In [None]:
import matplotlib.pyplot as plt
import pandas as pd
import glob as glob
import rdkit.Chem
from sklearn.tree import DecisionTreeRegressor
from sklearn.model_selection import train_test_split


# Predicting boiling points based on generic molecule information.
* To test and train a model a data set is mandatory. We will stick to the set accesible on the  
    quantitative structure−activity relationships database (qsarDB): https://qsardb.org/repository/handle/10967/158  

* It provides us with boiling points and some other information on the molecule like the number of specific atoms or functional groups and connectivity index.

* You can find the boiling points in the file '1999JCIM491/properties/Tb/values' (seperated by tabs)
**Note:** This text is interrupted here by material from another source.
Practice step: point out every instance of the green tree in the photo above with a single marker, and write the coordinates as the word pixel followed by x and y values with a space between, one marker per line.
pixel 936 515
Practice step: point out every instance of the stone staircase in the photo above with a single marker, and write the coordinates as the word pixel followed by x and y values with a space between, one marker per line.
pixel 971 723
* The for each descriptor is a subfolder in '1999JCIM491/descriptors' where you will also find a 'values' file
    * glob.glob('to/dir/*/') provides a list of all subfolders in folder 'to/dir/'


In [None]:
##Import the target and descriptors (features)
descriptor_folder = '1999JCIM491/descriptors/'
property_file = '1999JCIM491/properties/Tb/values'

properties = pd.DataFrame()#import boiling temperature
descriptor = pd.DataFrame()#import descriptors

# Feature processing

* Typically the features need to be standardized and normalized to achieve a functioning basis for an ML model.

* Luckily decision trees do not depend on these, and therefore we do not have to take care of this. 

* Just keep in mind, that if you use other algorithms the feature processing might be essential.

# Test and Training

* For validation the data set needs to be divided into a test and training set. 

* Typically, 75 \% of the data set is used for training, while the other 25 % are used for testing the model.

* The model can than be fitted with the training set.

In [None]:


properties_train,properties_test,descriptors_train,descriptors_test = train_test_split(properties,descriptors,test_size=0.25,random_state=42)

Feature_train = descriptors_train

Target_train = properties_train

MLmodel = DecisionTreeRegressor(max_depth=2)

MLmodel.fit(Feature_train,Target_train)

# Visualization and Analysis

* There are several tools and techniques to analyze the quality of an ML model. In the following are some examples

* Specific for decision trees is the visualization of them by plotting the tree with an in-build function.  
However, this only makes sense for low tree depth.

* This makes them easy to interpret and easy to follow the ongoing routines inside the prediction.

In [None]:
from sklearn import tree
tree.plot_tree(MLmodel)

## Prediction 
* The test set can be now easily predicted as shown here

In [None]:
Feature_test = descriptors_test
Target_test = properties_test

Pred_Target = MLmodel.predict(Feature_test)

## Box plots
* Furthermore, the tested data can be predicted and compared in a box plot, where the true property is plotted against the prediction.

In [None]:
## Plot the prediction and the true values of the boiling points.

* As you can see from this example, the depth of the model is chosen too low and therefore only 4 different values are predicted.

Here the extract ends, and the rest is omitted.